Re-tipped phono cartridges


I noticed a lot of ads for re-tipped phono cartridges are suggesting this is an improvement over the original. I respectfully disagree. Regardless of the new stylus the integrity of the original design has been compromised. Think of it as a fine Italian automobile with a blown engine. It can be fixed but is it ever truly the same?
dreadhead
Retipping a cartridge is a silly idea. There is much more stuff inside the cartridge that wears out such as the suspension and coil connection wires. The manufacturer will remanufacture the cartridge giving it an entirely new armature/cantilever/ stylus assembly. Oh, what happens to the coil wires is that years of vibration work hardens the metal and eventually they just snap. Always have your valuable cartridges remanufactured by the original company. Always keep an eye on your stylus with a microscope. Do not wait until you hear something. That’s way too late.
Seems to me retipping a cartridge is like changing the oil on your car without changing the filter.  Break it out the wallet & buy a new one. 
Hi Chakster,
What camera were you using when you took those high resolution pictures? I want to invest one to examine some of my cartridges.
Thanks,
Calvin
That is easy to say when you have a $45 Shure. $16,000 Goldfinger? Not so easy. 
Yes @nandric i see this feature in the manual for your Klyne, but the recommendations given for the original cartridges. I believe when someone change the original cantilever (especially boron pipe) to something else (including boron rod) the moving mass will be different, also the stylus tip is not the same, so everything will be different comparing to the original. As the result: the response is different according to this article. Technics research was made back in the 70's. 

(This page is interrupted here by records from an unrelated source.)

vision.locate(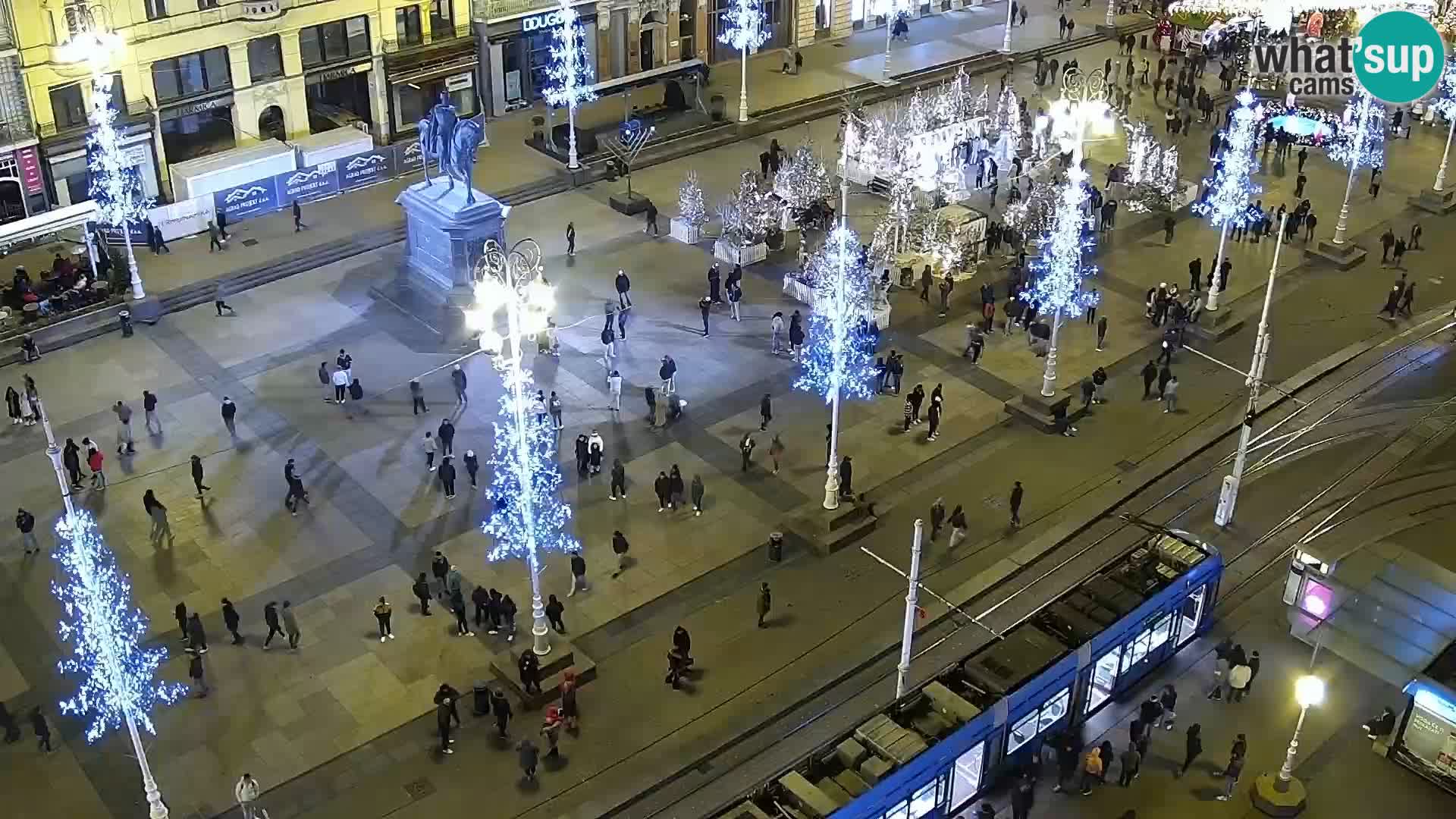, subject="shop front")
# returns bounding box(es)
[41,117,161,212]
[303,58,374,134]
[384,36,481,141]
[486,3,597,114]
[158,92,237,165]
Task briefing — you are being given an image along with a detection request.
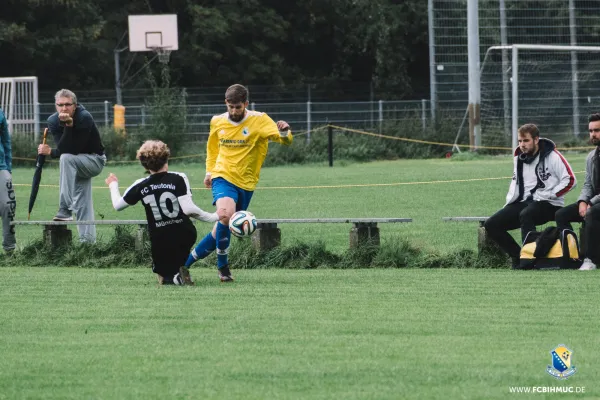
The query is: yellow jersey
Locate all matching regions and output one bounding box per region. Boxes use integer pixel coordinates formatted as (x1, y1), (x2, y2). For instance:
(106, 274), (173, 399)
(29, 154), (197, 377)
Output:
(206, 110), (293, 191)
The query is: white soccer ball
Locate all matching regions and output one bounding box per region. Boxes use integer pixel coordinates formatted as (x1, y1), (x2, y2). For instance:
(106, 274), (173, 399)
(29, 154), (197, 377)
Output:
(229, 211), (258, 237)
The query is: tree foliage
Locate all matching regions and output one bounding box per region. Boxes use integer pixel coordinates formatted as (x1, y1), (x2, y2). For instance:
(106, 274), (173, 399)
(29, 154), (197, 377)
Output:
(0, 0), (428, 98)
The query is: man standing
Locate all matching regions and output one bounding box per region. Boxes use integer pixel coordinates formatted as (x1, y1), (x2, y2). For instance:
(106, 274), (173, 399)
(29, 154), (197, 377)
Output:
(185, 84), (292, 282)
(556, 114), (600, 271)
(485, 124), (577, 268)
(38, 89), (106, 243)
(0, 108), (17, 254)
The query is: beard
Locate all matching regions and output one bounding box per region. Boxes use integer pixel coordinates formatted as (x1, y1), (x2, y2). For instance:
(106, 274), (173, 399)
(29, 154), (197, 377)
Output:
(229, 112), (246, 122)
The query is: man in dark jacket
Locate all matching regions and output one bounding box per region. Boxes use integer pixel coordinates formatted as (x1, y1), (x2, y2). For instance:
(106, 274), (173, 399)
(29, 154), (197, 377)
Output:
(0, 109), (17, 254)
(556, 114), (600, 271)
(38, 89), (106, 243)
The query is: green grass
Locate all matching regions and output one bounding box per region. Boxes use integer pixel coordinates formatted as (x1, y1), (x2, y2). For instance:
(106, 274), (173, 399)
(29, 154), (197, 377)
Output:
(13, 153), (585, 253)
(0, 268), (600, 399)
(0, 154), (600, 399)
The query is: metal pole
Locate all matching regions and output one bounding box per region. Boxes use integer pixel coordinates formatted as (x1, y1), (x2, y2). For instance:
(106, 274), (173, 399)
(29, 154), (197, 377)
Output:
(379, 100), (383, 133)
(500, 0), (510, 136)
(512, 46), (519, 149)
(467, 0), (481, 150)
(421, 99), (427, 133)
(427, 0), (437, 123)
(569, 0), (579, 136)
(327, 125), (333, 167)
(306, 100), (310, 143)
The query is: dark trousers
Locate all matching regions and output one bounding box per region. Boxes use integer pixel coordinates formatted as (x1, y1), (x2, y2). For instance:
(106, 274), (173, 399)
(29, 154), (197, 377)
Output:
(556, 203), (600, 264)
(484, 201), (560, 261)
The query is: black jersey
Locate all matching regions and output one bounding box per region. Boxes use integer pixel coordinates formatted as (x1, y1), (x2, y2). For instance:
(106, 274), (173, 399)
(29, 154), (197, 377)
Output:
(123, 172), (196, 265)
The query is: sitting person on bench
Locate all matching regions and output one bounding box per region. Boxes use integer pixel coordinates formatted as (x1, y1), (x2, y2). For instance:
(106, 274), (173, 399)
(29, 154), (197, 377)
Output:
(484, 124), (577, 268)
(106, 140), (225, 285)
(556, 114), (600, 271)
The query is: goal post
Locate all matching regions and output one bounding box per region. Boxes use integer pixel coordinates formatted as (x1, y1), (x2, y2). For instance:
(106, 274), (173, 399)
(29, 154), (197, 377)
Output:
(480, 44), (600, 148)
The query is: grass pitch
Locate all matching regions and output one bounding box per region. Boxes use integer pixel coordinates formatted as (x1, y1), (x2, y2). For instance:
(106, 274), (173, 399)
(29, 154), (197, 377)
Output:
(0, 268), (600, 399)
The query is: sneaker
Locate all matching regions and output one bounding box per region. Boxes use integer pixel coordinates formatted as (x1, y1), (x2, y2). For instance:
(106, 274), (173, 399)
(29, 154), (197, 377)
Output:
(579, 258), (596, 271)
(219, 265), (233, 282)
(179, 267), (195, 285)
(52, 210), (73, 221)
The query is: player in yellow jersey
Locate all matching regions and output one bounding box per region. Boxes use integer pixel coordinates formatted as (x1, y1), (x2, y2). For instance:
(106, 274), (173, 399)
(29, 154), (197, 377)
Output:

Maybe we can compensate somehow by tuning equipment, or maybe our ears can't detect the difference, but this is not what i'm trying to say here.

 In theory changing cantilever and tip we're getting a different cartridge with different moving mass and difference response at high register. I'm sure this is only one aspect of a much more complicated thing that i don't understand as i am not a cartridge designer.

What i often read here is the "retipped is better than the original", but then i realize slowly that people never compared a pefrect original to retipped/refurbished sampe in A/B test. They are sending a cartridge for retip to get in back in 5 month often. Probably their cartridge degraded in sound earlier, i have no idea how they can compare retipped sample to original if they don't have two samples of the same cartridge on hands. Referring to a faulty memories is not the same, this is not A\B test, such comparison is irrelevant in most cases, except maybe a well trained audiophiles/professionals.   

I am comparing cartridges on 4 tonearms in one system and i know how faulty our memories really is, even after 10 minutes.